CHINA: Coca Cola’s bid to buy Huiyuan juice was turned down because China feared the soft drinks giant could abuse its position, an official said. Ministry of Commerce spokesman Yao Jian said in an interview with the People’s Daily that Coca-Cola was so big it could deter competition.
“Potential competitors would find it very difficult to enter this market and grow into substantive competitors against Coca-Cola and thereby eradicate or restrict the possibility of Coca-Cola engaging in abusive conduct,” he said. “If mergers and acquisitions lead to multinational companies gaining or enhancing dominant status, this will hinder economic development.”
US: Plans to charge retailers in New York up to $5,000 (£3,423) a year to sell cigarettes have come under attack from politicians from across the political spectrum, who have branded it “absurd”. New York Governor David Patterson has announced plans to raise an extra $18m (£12.3m) by raising the $100 annual registration fee to between $1,000 (£684) and $5,000 (£3,423) depending on sales.
“It’s an absurd proposal, particularly in hard times,” said Democratic assemblyman Micah Kellner.
GERMANY: Metro Group has announced plans to enter and rapidly expand in China with a chain of electronics stores.
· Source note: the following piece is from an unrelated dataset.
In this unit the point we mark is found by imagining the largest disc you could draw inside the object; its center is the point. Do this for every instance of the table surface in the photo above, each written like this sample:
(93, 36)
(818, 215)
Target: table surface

Metro Group has joined forced with Foxconn Technology Group, the largest non-government-affiliated company in China and will open the first Media Markt store in China in 2010. It then plans rapid expansion with the potential for hundreds of stores.
“It is our vision that Media Markt, with the new consumer electronics retail joint venture, will bring enhanced consumer delight to China, which is the fastest-growing large economy in the world,” said Eckhard Cordes, chief executive of Metro Group. Metro’s full-year results for 2008 show pre-tax profits up 7.1% to €2.2bn (£2.02bn) on sales up 5.8% to €68bn (£62.7bn).
RUSSIA: X5 Retail Group is cutting prices and reducing the ranges in some stores to draw in hard-up Russian shoppers. Chief executive Lev Khasis said X5 would lower prices at its Pyatyorochka discount stores and reduce ranges by about 20% by the end of 2009 in order to save money. He said the price cuts would be offset by higher volumes of customers in the stores. The company was also looking to expand through buying franchisees in regions, as well as rival discounters, said Khasis.
FRANCE: Carrefour has brought forward its plans to convert all its Champion branded stores to the Carrefour banner. The group’s chief executive Lars Olofsson said all the stores would be changed by October.
“The convergence of stores under the Carrefour banner is a good initiative, but we have to move faster, so we plan to complete the conversion of all Champion stores five months earlier than initially planned,” he said.